从品牌网站建设到网络营销策划,从策略到执行的一站式服务
用numpy.linalog.lstsq(如果是最小方差的话是这个,其余的也在包里找就好了)
你所需要的网站建设服务,我们均能行业靠前的水平为你提供.标准是产品质量的保证,主要从事网站设计、成都网站设计、企业网站建设、成都手机网站制作、网页设计、高端网站设计、网页制作、做网站、建网站。创新互联拥有实力坚强的技术研发团队及素养的视觉设计专才。

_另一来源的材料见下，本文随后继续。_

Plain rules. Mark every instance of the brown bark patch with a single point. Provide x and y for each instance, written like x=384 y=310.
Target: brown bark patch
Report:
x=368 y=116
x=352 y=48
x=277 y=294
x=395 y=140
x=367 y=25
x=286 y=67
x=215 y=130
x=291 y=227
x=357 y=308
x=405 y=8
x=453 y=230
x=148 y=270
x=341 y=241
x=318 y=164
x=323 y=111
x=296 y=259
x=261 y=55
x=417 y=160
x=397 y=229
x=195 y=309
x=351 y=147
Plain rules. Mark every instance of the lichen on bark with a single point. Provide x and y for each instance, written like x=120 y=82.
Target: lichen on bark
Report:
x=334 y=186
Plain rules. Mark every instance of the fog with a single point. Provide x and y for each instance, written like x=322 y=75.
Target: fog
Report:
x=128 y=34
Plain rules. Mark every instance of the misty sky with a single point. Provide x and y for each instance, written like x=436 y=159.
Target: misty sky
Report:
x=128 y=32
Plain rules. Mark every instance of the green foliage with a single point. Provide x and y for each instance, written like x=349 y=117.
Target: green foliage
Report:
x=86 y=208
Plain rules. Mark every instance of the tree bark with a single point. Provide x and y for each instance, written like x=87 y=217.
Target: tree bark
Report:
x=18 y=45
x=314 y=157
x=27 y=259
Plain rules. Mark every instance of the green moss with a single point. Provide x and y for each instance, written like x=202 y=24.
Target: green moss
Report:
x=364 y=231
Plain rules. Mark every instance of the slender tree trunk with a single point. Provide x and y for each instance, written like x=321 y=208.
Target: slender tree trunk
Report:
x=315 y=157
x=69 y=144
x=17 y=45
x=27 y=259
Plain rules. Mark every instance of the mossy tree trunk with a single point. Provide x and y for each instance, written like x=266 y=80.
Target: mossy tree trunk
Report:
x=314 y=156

用其它C的线性计算库的py封装(或者自己封装一下),例如lapack,blas之类的
使用statsmodels的例子
from __future__ import print_function
import numpy as np
import statsmodels.api as sm
import matplotlib.pyplot as plt
from statsmodels.sandbox.regression.predstd import wls_prediction_std
np.random.seed(9876789)
Python 逻辑回归求正系数的方法可以分为两种:
1. 使用线性模型的求解方法:可以使用sklearn中的LogisticRegression类来求解正系数,调用其中的fit()方法就可以求解出正系数。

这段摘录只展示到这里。